St Peters and all Souls has hosted a lecture on St Edward the Confessor by Oliver Wessex, a young and upcoming historian.


Fr Adam Sowa MS organised the event on February 7 in the parish hall. About 20 parishioners and young people benefited from the visual presentation on the life and legacy of the saint, who lived from 1002 to 1066.

Edward of Wessex, also known as Edward the Confessor, was born in Islip, Oxfordshire, and went on to become the third to last Anglo–Saxon King of England, reigning from June 8, 1042 to January 5, 1066. Interestingly, his reign has been the subject of much debate among historians. It lasted 24 years, with historians spilling much ink on the matter for almost a millennium.  

In the popular accounting, Edward is seen as other worldly and overly pious. This has led one camp of historians to argue that Edward’s reign saw the collapse of the prestige of the once-mighty English monarchy and the growth of civil strife. He had no children and thus there were no heirs to his crown. Meanwhile, the English nobility of the time became petty and through infighting risked the future of the country.

So why was he canonised? Pope Alexander III decided to canonise him in 1161, more than a century after his death. The Pope knew him for his deep Christian piety, with a strong commitment to prayer and Holy Mass. In addition, the Pope’s mind was reassured by many reported miracles and canonisation petitions written by the monks of Westminster.

The lecturer argued for a fresh view of Edward as a competent and skilled ruler. He promoted stability and peace, ensuring that the powerful noble families of the kingdom kept their rivalries at bay, often under very stressful and trying times. The King himself led the English forces under the threat of Viking invasion in the 1040s. He strengthened the authority and the prestige of the House of Cedric, his dynasty, after the turmoil that came from several Danish invasions in his lifetime.

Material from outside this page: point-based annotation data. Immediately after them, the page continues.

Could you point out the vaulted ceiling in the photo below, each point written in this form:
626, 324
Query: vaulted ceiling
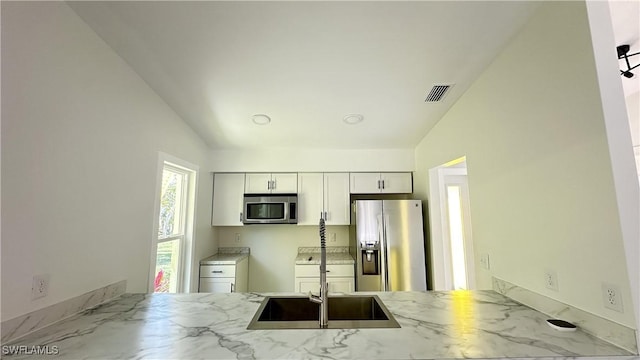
307, 64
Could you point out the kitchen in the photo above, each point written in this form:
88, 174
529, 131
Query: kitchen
76, 171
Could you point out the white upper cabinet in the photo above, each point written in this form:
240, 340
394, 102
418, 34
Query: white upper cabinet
228, 192
386, 183
276, 183
336, 199
310, 198
325, 195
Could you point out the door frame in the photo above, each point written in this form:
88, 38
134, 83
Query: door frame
442, 271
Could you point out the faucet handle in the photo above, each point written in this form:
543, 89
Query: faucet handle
315, 298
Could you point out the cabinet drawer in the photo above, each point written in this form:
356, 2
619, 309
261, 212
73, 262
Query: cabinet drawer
332, 270
217, 271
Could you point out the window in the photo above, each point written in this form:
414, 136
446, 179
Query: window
175, 222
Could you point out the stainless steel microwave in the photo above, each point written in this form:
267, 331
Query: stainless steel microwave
270, 209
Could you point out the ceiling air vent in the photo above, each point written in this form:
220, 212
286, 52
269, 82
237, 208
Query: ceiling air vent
437, 93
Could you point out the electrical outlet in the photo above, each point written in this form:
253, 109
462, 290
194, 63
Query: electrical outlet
40, 286
611, 297
551, 280
484, 261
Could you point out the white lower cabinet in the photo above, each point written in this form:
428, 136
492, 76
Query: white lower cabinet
224, 278
339, 277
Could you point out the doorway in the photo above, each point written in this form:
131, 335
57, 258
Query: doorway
451, 236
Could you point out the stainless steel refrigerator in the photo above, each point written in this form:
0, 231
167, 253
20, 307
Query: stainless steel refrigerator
389, 245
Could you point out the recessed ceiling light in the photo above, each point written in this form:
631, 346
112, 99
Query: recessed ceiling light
353, 119
260, 119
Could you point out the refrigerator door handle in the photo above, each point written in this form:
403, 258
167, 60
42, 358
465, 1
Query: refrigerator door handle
382, 244
387, 253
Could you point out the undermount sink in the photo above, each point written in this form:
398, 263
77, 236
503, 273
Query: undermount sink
345, 312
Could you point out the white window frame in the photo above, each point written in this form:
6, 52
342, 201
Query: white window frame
187, 222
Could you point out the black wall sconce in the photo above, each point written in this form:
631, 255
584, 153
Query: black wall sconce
623, 53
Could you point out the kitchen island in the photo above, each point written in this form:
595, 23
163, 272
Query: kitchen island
434, 325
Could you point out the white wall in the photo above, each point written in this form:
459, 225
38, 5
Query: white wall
312, 160
81, 134
274, 249
540, 176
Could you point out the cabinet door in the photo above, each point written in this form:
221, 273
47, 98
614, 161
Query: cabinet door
365, 183
397, 183
242, 276
257, 183
228, 190
310, 196
340, 284
285, 183
336, 199
217, 285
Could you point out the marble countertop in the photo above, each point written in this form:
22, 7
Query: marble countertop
338, 255
435, 325
226, 256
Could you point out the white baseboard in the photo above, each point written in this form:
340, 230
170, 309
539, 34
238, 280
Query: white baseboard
20, 326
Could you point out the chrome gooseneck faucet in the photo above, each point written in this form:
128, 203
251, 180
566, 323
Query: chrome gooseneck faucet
322, 299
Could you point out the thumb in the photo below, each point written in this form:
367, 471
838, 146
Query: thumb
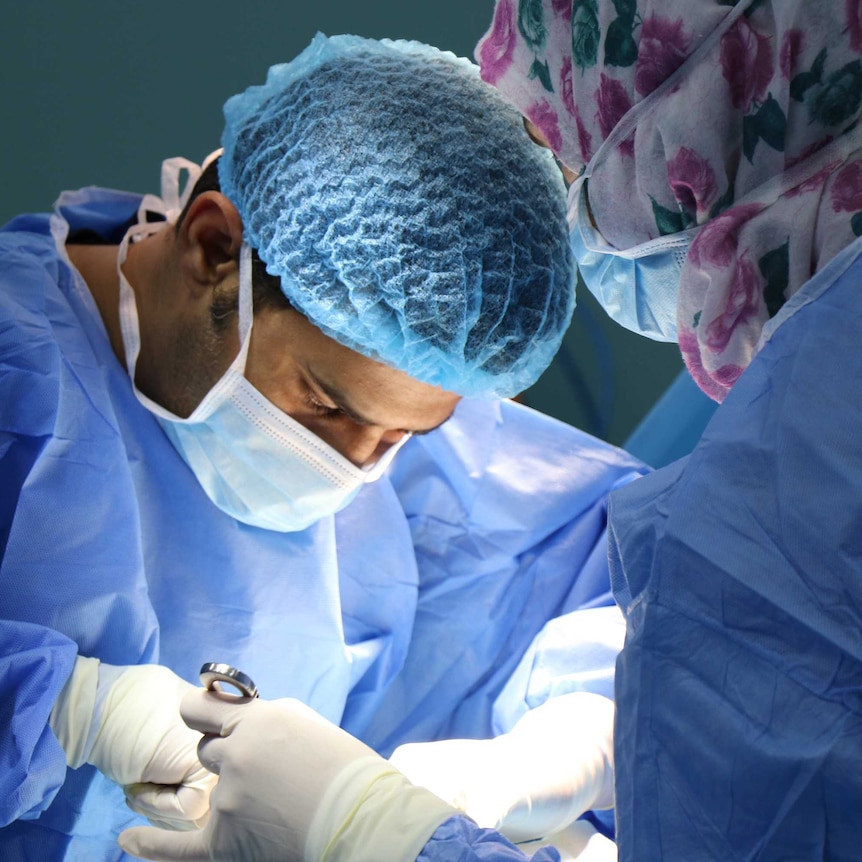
161, 845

His reign and the wider debate around it remain complicated. He died suddenly in January 1066 while he was in his sixties as a result of stress, leading to a royal succession crisis. He had hoped his grandnephew Edgar Ætheling of Wessex would succeed him. However, there emerged a power struggle among various claimants for his throne, like Harold Godwinson, who fought to be appointed by ‘the Witan’, the council of nobles.

Another claimant, William, Duke of Normandy, stated that he was the rightful heir, as he said that Edward had promised him the crown before his death. Therefore, William invaded England in September 1066, sparking the Battle of Hastings, in which Harold was killed and William emerged victorious. Consequently, William was crowned king of England on Christmas Day in 1066, by the tomb–shrine of the saintly Edward the Confessor.

Edward’s greatest gift to England was the building of Westminster Abbey, which he ordered and just completed in his lifetime. It remains one of the most beautiful churches in the land, and Westminster has remained the spiritual and political capital of England. His feast day on October 13 is very much forgotten by the English people and has fallen to the rank of an optional memorial. The lecturer concluded that he deserves better.

Saint King Edward the Confessor, he said, is the embodiment of what it means to be a Christian ruler and an English Catholic. “I shall not die, but shall live,” said the saint on his deathbed. “Departing from the land of the dying, I hope to see the good things of the Lord in the land of the living.”